Powell refers to the few important economic reports that are available, such as the January reading on U.S. Job Openings, February's Employment Report, and the next week's Consumer Price Data.

We also receive the first of these reports on Wednesday -- the most recent Job Openings and Labour Turnover Summary (JOLTS), from January. These show that the number of job opportunities fell to 10.82million, compared with the 11.2 million in the previous month.

According to the Bureau of Labor Statistics, construction, leisure, hotel and finance industries saw the largest declines in job openings.

Stocks did slightly better with the S&P 500, Nasdaq and Dow closing slightly higher and slightly down respectively.


The market was expected to remain quiet today with Powell's testimony finished and no major reports due to be published.

Instead, Silicon Valley Bank (SIVB), a preferred bank for many startups, is shoving itself in the face after it announced that it would liquidate its entire short-term securities portfolio and raise $2.25 billion of capital.

This was not a problem in and of itself. However, the CEO attempted to assure investors that the bank had ample liquidity. He stated to them that panicking is the last thing they need.

There is no better way to get a bank loan than this!

All of the banking sector is under scrutiny, with many stocks falling by double digits. The S&P 500 closes below its 200-day moving mean.

Another hot report, another jobs release. In February, 311,000 jobs were added to the economy, more than was expected at 215,000. The unemployment rate rose to 3.6% due to rising inflation which forces more people into looking for work.

The report's bright spot was the 4.6% wage growth, which is slightly less than the 4.7% expected. But, it's still a lot higher than the pre-pandemic levels... which is going to be a problem for the Fed.

Oh, and the bank I mentioned earlier... Friday morning, FDIC closed it down. This is the largest bank to go since Washington Mutual collapsed back in 2008. It's not great!

Wow! What a week.

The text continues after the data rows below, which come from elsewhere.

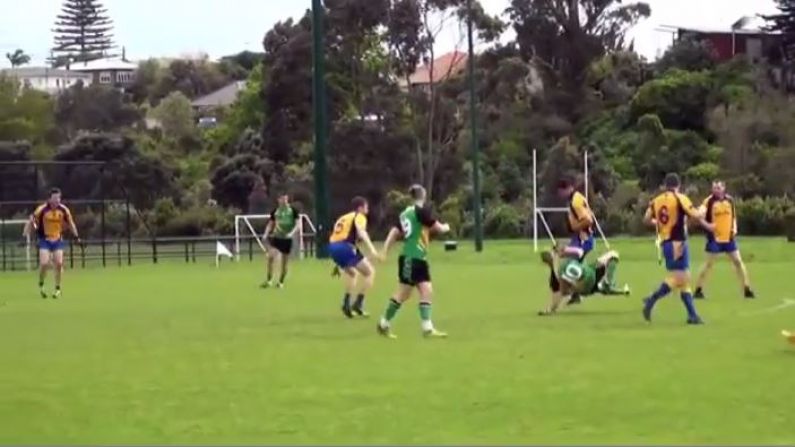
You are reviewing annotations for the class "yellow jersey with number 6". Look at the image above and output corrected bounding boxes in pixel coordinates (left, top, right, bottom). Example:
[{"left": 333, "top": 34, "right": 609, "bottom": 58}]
[
  {"left": 329, "top": 211, "right": 367, "bottom": 245},
  {"left": 648, "top": 191, "right": 699, "bottom": 242}
]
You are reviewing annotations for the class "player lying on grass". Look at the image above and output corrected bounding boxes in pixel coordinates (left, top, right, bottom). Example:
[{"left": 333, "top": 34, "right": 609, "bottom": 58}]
[
  {"left": 328, "top": 197, "right": 381, "bottom": 318},
  {"left": 538, "top": 246, "right": 630, "bottom": 316},
  {"left": 377, "top": 185, "right": 450, "bottom": 338}
]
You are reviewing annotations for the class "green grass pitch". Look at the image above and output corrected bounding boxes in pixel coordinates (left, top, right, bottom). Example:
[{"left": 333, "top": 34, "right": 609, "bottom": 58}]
[{"left": 0, "top": 238, "right": 795, "bottom": 444}]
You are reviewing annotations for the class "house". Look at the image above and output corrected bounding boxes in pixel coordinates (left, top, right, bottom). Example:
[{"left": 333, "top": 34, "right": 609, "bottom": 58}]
[
  {"left": 400, "top": 51, "right": 469, "bottom": 91},
  {"left": 68, "top": 59, "right": 138, "bottom": 91},
  {"left": 0, "top": 67, "right": 93, "bottom": 95},
  {"left": 192, "top": 81, "right": 246, "bottom": 112},
  {"left": 663, "top": 17, "right": 783, "bottom": 64}
]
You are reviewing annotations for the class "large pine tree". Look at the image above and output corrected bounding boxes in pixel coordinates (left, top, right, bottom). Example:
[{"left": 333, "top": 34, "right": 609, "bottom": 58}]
[
  {"left": 52, "top": 0, "right": 115, "bottom": 64},
  {"left": 763, "top": 0, "right": 795, "bottom": 60}
]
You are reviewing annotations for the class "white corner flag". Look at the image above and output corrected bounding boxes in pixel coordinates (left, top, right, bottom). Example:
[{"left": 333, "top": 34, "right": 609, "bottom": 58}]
[{"left": 215, "top": 241, "right": 234, "bottom": 267}]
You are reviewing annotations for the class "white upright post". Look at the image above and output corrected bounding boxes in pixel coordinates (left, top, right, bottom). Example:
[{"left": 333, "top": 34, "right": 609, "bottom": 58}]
[
  {"left": 533, "top": 149, "right": 538, "bottom": 253},
  {"left": 298, "top": 216, "right": 304, "bottom": 259},
  {"left": 235, "top": 216, "right": 240, "bottom": 262}
]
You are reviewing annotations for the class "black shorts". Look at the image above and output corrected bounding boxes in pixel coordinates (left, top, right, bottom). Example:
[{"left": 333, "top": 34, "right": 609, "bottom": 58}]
[
  {"left": 268, "top": 237, "right": 293, "bottom": 255},
  {"left": 398, "top": 256, "right": 431, "bottom": 286},
  {"left": 588, "top": 265, "right": 607, "bottom": 295}
]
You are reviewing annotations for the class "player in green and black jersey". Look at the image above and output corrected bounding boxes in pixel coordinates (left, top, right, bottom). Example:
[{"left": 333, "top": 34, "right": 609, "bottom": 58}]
[
  {"left": 262, "top": 194, "right": 301, "bottom": 288},
  {"left": 538, "top": 247, "right": 630, "bottom": 316},
  {"left": 378, "top": 185, "right": 450, "bottom": 338}
]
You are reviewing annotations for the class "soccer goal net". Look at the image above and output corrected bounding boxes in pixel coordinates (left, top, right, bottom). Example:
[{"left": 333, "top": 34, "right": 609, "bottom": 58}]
[
  {"left": 234, "top": 214, "right": 317, "bottom": 261},
  {"left": 0, "top": 219, "right": 33, "bottom": 270},
  {"left": 533, "top": 149, "right": 610, "bottom": 252}
]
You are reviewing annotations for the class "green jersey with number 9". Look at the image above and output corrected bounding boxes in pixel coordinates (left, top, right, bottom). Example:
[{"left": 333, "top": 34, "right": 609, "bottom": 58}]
[
  {"left": 560, "top": 259, "right": 596, "bottom": 293},
  {"left": 398, "top": 205, "right": 436, "bottom": 260}
]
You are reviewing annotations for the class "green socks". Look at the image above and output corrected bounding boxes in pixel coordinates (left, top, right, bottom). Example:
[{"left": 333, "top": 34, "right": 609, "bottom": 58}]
[{"left": 384, "top": 298, "right": 400, "bottom": 322}]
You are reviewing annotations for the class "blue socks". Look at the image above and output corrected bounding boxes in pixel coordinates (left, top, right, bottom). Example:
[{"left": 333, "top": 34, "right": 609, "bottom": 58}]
[
  {"left": 649, "top": 283, "right": 671, "bottom": 305},
  {"left": 681, "top": 291, "right": 698, "bottom": 320}
]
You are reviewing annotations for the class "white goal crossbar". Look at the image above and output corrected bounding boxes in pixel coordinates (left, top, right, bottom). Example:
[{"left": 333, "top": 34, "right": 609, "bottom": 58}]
[
  {"left": 234, "top": 214, "right": 317, "bottom": 261},
  {"left": 533, "top": 149, "right": 610, "bottom": 252}
]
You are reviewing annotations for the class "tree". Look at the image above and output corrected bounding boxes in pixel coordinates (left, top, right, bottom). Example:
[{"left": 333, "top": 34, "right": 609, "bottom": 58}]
[
  {"left": 508, "top": 0, "right": 651, "bottom": 118},
  {"left": 386, "top": 0, "right": 504, "bottom": 197},
  {"left": 151, "top": 92, "right": 196, "bottom": 141},
  {"left": 6, "top": 49, "right": 30, "bottom": 68},
  {"left": 52, "top": 0, "right": 115, "bottom": 62},
  {"left": 0, "top": 75, "right": 54, "bottom": 146},
  {"left": 55, "top": 83, "right": 141, "bottom": 140},
  {"left": 53, "top": 133, "right": 176, "bottom": 210},
  {"left": 655, "top": 39, "right": 717, "bottom": 73}
]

Here's a chart that will show you where things are at the moment.

It is possible that the Federal Reserve could increase its rate by 50 basis points after having slowed to 25 basis point at the last meeting.

What is the reason that caught my attention? Because the Fed hasn’t stutter-stepped after a rate hike cycle since 1990.

What would a 50-bps increase in interest rates on March 22 have on the economy?

Is it an automatic siren indicating that the recession is imminent? It is not.

It would be a 'Oh, good, we're definitely getting a soft landing'? It's definitely not.

We don't actually know what it means because we haven’t seen it happen in the past. We have to be cautious because we don’t know what it would mean.

We will continue trading and will use our edge to find stocks below $10 that are ready for explosion.


This week's volatility was not what you expected, so get ready for the boom!

CPI and PPI are scheduled for Tuesday and Wednesday. We also have quadruple witching Friday (an option event that often comes with volatility) and the next Federal Reserve meeting the following week.

Stocks could sink if there is another bank that goes under, or a more alarming inflation report. We'll be careful and keeping an eye on the next big winner, as I mentioned earlier.

These stocks have the right stuff to be big winners even in this tough stock market.

Because they are all low-priced companies that offer the greatest upside potential in today’s volatile markets.

They are also all Top Buy Rated Stocks according to our highly acclaimed POWR Ratings system. Their key areas of growth, sentiment, and momentum are outstanding.

All the best!

SPY shares closed Friday at $385.91, down $-5.65 or -1.44% SPY shares have gained 0.91% year-to-date compared to a % increase in benchmark S&P 500 index over the same period.